I showed in a black pants suit with black Doc Martin-type shoes! If the pants are at least a little flowy, the shoes don't really show up at all!

You can also do men's dress shoes.

I hate girly shoes, so that's what I usually will wear with pants.


----------



## AquaClaraCanines (Mar 5, 2006)

******, I'm SO gay


----------



## FlyingQuizini (Oct 24, 2006)

Oh c'mon... it's not like you gotta wear that prom dress you posted a picture of! *GRIN*

Black pants. White shirt. Black tie shoes. You can do it!


----------



## AquaClaraCanines (Mar 5, 2006)

Noooooooooooooooooo!  I would rather just see him win 

And dude, do NOT remind me that I once wore a prom dress. Actually I do like beachy hippie skirts and flip flops, and routinely wear THOSE. But the breeder said I can't show in that


----------



## AquaClaraCanines (Mar 5, 2006)

When he wins BIS at Westminster, you can say you knew him on GRF


----------



## vrocco1 (Feb 25, 2006)

Are you going to enter him with the other Golden Retrievers?


----------



## AquaClaraCanines (Mar 5, 2006)

Yes and with the right handler, he'll win


----------



## vrocco1 (Feb 25, 2006)

LOL. You better let him outside, so he grows some coat.


----------



## AquaClaraCanines (Mar 5, 2006)

Here? No way- we have to keep in the A/C!


----------



## AquaClaraCanines (Mar 5, 2006)

Whippet-Goldens that stay outside grow strange coat, as evidenced by these rare photos:


----------



## vrocco1 (Feb 25, 2006)

Oh yeah, that's right!

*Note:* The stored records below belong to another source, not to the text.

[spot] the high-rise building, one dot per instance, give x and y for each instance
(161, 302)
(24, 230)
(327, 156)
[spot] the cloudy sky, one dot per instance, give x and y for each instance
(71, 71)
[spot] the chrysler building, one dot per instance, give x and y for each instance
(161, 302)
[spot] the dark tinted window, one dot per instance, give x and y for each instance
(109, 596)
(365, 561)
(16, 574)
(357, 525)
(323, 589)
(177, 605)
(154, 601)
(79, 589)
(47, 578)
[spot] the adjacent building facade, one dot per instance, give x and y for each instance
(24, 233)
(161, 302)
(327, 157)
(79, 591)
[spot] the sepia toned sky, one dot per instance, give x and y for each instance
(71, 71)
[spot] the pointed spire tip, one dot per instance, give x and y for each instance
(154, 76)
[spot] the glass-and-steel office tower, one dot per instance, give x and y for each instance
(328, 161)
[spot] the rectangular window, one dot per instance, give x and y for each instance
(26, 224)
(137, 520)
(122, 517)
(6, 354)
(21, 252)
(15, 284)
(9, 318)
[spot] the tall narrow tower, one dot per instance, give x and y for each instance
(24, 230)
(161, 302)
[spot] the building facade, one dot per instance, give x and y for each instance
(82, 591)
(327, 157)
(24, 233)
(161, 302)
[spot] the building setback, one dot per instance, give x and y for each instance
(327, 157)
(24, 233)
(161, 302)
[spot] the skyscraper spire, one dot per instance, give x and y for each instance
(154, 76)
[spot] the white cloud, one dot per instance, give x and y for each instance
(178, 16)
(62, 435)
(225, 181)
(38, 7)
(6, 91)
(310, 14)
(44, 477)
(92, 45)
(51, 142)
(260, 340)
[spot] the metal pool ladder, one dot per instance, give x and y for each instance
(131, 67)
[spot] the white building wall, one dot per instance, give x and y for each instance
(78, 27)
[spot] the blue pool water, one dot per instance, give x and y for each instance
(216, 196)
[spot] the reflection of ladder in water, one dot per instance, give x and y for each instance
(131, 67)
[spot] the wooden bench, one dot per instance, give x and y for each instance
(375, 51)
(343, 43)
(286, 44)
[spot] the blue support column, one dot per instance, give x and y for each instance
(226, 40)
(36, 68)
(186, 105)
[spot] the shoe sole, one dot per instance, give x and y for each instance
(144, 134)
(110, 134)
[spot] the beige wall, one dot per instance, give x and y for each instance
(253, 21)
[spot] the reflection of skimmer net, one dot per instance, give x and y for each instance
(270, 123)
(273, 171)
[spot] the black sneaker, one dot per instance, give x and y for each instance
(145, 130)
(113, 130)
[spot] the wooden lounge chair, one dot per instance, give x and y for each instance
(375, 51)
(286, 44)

You can light the fireplace, and simulate winter.


----------



## vrocco1 (Feb 25, 2006)

Now, that is the kind of coat that will win blue ribbons.


----------



## AquaClaraCanines (Mar 5, 2006)

Apparently...


----------



## missmarstar (Jul 22, 2007)

AquaClaraCanines said:


> Apparently...


 

ok now i've seen it all.... the wrist and ankle bands are too much!!


----------